Bill Peduto, a city councilman, is fighting the plan. The spaces generate $35 million annually, and considering that the concessionaires are proposing doubling rates, he says, the city will ultimately lose $3.5 billion over the life of the lease.
“Even with the money from a sale, we’ll have to put another $17 million annually into the pension fund—and we don’t have that,” Mr. Peduto says. He prefers raising parking rates slightly and floating a bond to stabilize the pension fund.
A spokesman for Pittsburgh’s mayor didn’t return calls for comment.
The privatization trend is being spurred by a cottage industry of consultants, lawyers and bankers. Allen & Overy, a New York law firm, dubs it “rescue investing” and recently provided investors a booklet on “jurisdictions of opportunity”—municipalities whose laws, budget woes and credit ratings make them most likely to make deals.
“More public-private partnerships for public infrastructure in the U.S. have reached commercial and financial close than during any comparable period in U.S. history,” the booklet says.
Many municipalities have long done a poor job of running their roads, parking spaces and bridges, contends David Horner, a lawyer at Allen & Overy. Maintenance contracts, for example, are highly political and with revenues shrinking, infrastructure is increasingly deteriorating. Critics say buyers are taking advantage of municipalities at a vulnerable time and lack the incentive that governments have to maintain quality.
Among assets on the block all over the country are state and city office buildings. Arizona received national attention in late 2009—including a skit on the “Daily Show”—when it announced plans to raise more than $1 billion turning over control of public buildings and leasing them back. Much of the money is being used to plug the state’s budget hole.
Such “one-time budget maneuvers” were cited in a Moody’s Investor Services report recently to downgrade Arizona a notch.
“We view these asset sales as 1-shots…that create structural budget imbalances in future years, but that may be necessary actions to bridge the time gap until revenue stabilization or growth returns,” says Robert Kurtter, a managing director at Moody’s.

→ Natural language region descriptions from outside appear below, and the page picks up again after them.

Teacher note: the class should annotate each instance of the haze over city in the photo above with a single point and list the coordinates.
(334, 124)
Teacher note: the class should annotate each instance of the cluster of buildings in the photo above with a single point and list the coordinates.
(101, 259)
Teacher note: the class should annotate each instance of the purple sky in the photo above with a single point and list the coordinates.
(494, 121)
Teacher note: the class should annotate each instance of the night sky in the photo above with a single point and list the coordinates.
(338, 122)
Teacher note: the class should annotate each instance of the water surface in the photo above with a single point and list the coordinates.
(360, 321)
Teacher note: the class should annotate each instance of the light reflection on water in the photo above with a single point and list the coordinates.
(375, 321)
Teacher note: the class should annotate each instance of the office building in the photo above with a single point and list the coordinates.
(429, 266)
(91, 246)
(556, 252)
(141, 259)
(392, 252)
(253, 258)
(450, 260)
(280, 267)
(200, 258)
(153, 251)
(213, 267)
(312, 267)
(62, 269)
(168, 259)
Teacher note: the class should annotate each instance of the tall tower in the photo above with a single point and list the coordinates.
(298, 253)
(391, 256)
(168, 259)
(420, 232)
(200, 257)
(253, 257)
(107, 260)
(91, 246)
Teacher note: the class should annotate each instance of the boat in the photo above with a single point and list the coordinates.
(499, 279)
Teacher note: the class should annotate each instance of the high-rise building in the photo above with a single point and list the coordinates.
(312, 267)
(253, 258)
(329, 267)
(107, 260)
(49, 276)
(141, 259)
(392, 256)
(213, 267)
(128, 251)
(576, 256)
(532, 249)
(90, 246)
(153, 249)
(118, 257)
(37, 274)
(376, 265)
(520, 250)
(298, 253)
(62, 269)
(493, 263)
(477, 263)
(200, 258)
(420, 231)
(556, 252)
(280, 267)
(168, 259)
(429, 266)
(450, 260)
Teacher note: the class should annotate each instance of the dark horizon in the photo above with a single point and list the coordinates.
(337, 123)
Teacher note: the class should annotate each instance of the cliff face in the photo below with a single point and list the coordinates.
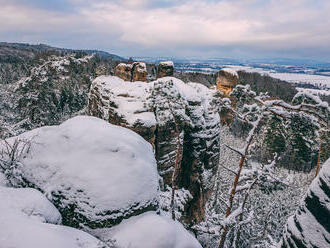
(161, 111)
(132, 72)
(310, 226)
(226, 80)
(165, 69)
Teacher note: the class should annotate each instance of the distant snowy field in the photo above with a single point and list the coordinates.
(317, 80)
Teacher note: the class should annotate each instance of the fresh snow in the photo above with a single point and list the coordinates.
(231, 71)
(96, 165)
(317, 80)
(167, 63)
(149, 230)
(25, 213)
(27, 202)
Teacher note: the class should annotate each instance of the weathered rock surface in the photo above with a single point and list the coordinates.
(124, 71)
(165, 69)
(149, 230)
(132, 72)
(95, 173)
(310, 226)
(152, 110)
(139, 72)
(227, 79)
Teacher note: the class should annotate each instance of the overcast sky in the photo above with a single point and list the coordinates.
(174, 28)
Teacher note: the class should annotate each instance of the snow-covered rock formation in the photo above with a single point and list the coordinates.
(165, 69)
(149, 230)
(162, 111)
(227, 79)
(132, 72)
(95, 173)
(310, 226)
(28, 219)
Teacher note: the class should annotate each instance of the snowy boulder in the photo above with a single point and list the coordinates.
(124, 71)
(95, 173)
(27, 202)
(139, 72)
(25, 213)
(149, 230)
(165, 69)
(227, 79)
(310, 225)
(154, 110)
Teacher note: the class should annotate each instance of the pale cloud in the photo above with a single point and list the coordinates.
(295, 27)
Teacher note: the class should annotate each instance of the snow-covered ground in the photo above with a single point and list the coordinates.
(317, 80)
(149, 230)
(106, 171)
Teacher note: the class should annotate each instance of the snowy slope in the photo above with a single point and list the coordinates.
(23, 223)
(149, 230)
(99, 171)
(310, 226)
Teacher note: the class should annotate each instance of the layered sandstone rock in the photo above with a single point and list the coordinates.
(152, 110)
(124, 71)
(132, 72)
(310, 226)
(165, 69)
(227, 79)
(139, 72)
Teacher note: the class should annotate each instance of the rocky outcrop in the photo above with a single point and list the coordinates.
(139, 72)
(95, 173)
(152, 110)
(165, 69)
(132, 72)
(124, 71)
(310, 226)
(227, 79)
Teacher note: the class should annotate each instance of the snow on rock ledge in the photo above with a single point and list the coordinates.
(95, 173)
(149, 230)
(310, 226)
(24, 216)
(149, 109)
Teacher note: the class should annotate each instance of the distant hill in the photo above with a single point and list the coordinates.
(14, 52)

The California legislature recently released a report by its analyst’s office entitled “Should the State Sell its Office Buildings?” California originally bought office buildings to save money, the report says. The cost of leasing them back “would exceed sales revenue,” it said, making the sales “poor fiscal policy.”
But “in the current budget environment,” it added, such deals are necessary to balance the budget.

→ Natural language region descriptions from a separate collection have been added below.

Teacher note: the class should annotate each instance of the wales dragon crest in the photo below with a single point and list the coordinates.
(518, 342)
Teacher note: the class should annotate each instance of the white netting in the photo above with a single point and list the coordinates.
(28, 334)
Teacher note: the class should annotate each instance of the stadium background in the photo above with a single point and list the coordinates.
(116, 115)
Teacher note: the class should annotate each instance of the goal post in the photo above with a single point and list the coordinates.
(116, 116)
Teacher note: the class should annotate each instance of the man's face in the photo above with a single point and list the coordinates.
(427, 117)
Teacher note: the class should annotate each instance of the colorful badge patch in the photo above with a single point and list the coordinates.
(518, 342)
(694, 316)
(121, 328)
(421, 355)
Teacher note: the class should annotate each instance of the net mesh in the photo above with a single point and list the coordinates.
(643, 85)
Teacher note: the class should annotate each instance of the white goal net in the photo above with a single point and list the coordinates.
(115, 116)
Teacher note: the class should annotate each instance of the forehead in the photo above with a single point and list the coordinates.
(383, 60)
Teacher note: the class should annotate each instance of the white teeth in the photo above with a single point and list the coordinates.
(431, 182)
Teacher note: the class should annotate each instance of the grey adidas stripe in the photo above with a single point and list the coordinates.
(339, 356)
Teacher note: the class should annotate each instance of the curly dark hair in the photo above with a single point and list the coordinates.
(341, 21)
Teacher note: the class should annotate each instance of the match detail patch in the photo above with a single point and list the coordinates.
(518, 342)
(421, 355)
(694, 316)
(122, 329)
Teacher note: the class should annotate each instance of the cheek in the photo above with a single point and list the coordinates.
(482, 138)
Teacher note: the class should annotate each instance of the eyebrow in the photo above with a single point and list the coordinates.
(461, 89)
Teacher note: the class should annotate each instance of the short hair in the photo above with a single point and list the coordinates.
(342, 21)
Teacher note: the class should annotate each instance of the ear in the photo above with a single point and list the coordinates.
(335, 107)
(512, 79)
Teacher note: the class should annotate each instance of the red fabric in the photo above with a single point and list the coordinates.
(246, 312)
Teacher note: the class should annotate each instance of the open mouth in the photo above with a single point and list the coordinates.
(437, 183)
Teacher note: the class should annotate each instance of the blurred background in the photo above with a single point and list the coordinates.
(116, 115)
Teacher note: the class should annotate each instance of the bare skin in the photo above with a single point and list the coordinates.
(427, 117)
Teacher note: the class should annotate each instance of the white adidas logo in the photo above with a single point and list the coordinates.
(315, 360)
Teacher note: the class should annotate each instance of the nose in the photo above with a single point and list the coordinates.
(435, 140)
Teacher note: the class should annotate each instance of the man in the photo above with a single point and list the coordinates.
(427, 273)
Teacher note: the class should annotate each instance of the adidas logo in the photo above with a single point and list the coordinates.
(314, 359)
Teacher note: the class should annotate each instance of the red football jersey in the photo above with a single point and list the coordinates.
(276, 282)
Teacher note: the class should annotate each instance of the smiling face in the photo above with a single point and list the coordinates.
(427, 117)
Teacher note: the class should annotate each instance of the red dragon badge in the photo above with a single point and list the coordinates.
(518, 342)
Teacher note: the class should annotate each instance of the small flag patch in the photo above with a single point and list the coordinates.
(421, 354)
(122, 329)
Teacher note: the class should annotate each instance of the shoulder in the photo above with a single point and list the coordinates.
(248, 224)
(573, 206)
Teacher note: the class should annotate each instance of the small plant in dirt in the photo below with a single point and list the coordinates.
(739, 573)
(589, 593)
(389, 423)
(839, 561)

Water supply also is being sold to private interests. In Milwaukee, a consumer advocate called a plan to sell the water system “mortgaging Milwaukee’s future.” The report, by Washington-based Food and Water Watch, says private water service in general costs 59% more as new owners seek to recoup their investment. It adds: “Water users cannot vote private managers or state-appointed regulators out of office.”
City Comptroller W. Martin Morics argues that the plan, which is on the back burner, could bring in more than $500 million through a lease over 75 to 99 years.

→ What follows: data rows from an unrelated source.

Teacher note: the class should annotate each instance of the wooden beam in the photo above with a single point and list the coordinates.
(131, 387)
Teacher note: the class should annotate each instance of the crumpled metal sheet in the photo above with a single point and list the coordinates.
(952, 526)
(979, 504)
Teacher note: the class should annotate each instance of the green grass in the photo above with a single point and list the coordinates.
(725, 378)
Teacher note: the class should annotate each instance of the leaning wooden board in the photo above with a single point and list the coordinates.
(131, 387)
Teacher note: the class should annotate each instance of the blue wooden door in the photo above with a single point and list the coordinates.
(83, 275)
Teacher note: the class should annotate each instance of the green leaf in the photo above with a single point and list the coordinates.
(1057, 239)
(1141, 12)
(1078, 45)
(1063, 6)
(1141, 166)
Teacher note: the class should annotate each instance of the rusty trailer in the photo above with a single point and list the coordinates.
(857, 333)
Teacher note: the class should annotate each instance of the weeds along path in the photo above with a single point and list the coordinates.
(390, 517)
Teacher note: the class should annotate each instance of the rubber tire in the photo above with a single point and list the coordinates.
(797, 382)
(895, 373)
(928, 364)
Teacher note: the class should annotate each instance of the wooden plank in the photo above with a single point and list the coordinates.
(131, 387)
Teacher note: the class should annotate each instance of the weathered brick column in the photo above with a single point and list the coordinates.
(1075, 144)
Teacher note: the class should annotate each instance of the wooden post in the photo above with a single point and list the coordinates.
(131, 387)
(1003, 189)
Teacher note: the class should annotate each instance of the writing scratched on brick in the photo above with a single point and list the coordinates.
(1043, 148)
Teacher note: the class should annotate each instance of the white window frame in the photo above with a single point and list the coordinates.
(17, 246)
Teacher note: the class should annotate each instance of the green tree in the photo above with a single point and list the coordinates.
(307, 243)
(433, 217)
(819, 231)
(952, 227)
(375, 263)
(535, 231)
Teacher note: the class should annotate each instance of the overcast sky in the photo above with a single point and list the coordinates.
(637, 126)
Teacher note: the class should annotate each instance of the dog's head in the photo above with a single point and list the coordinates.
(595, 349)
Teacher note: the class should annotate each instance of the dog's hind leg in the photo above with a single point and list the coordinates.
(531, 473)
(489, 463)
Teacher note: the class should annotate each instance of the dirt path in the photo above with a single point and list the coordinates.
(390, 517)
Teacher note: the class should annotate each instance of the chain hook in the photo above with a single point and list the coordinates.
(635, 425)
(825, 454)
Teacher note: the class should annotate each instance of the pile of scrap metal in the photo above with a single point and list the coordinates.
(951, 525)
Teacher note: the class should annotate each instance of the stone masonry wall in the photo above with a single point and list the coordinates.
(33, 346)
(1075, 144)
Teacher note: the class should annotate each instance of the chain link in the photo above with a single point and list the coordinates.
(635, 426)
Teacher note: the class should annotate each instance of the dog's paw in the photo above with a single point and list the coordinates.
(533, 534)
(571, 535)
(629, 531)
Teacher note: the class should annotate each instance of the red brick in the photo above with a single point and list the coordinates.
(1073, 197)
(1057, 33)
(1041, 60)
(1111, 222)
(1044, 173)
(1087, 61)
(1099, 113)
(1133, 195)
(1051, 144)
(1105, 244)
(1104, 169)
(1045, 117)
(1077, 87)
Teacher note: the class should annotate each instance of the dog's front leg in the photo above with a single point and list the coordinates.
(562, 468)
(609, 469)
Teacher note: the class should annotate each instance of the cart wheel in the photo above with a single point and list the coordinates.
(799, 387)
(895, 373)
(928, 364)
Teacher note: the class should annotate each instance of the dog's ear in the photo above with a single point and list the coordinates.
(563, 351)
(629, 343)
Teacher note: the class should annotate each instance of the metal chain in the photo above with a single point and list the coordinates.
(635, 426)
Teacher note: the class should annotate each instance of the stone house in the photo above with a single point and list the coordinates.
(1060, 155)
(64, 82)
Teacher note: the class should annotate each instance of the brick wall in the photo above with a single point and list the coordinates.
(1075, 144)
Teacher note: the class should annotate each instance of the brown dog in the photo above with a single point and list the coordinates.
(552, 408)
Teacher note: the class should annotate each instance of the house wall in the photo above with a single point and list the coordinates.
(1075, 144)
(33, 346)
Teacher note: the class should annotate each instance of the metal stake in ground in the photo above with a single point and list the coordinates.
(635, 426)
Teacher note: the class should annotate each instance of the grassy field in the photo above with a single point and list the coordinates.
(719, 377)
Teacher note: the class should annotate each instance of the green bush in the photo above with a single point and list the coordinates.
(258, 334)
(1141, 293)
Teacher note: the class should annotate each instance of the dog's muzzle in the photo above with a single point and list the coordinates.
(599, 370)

Airports also are being privatized under a limited federal program. Deals under consideration for lease include airports in New Orleans and Puerto Rico. In Lawrenceville, Ga., residents last month protested against the privatization of Gwinnett County, Ga., airport.
Their main concerns were noise and pollution, as a private owner aims to expand it into a commercial airport. The county and a private operator have said that the plan would free up revenues, now reserved for airport use only, for other purposes and create jobs.
Dallas is selling prized outdoor spaces. After turning over operation of the zoo to a private firm, the city is now hawking the Farmers’ Market and Fair Park.
“It would be part of budget solutions and streamlining operations,” says city spokesman Frank Librio, who notes that the city is doing what it can to close a budget gap and replenish reserves.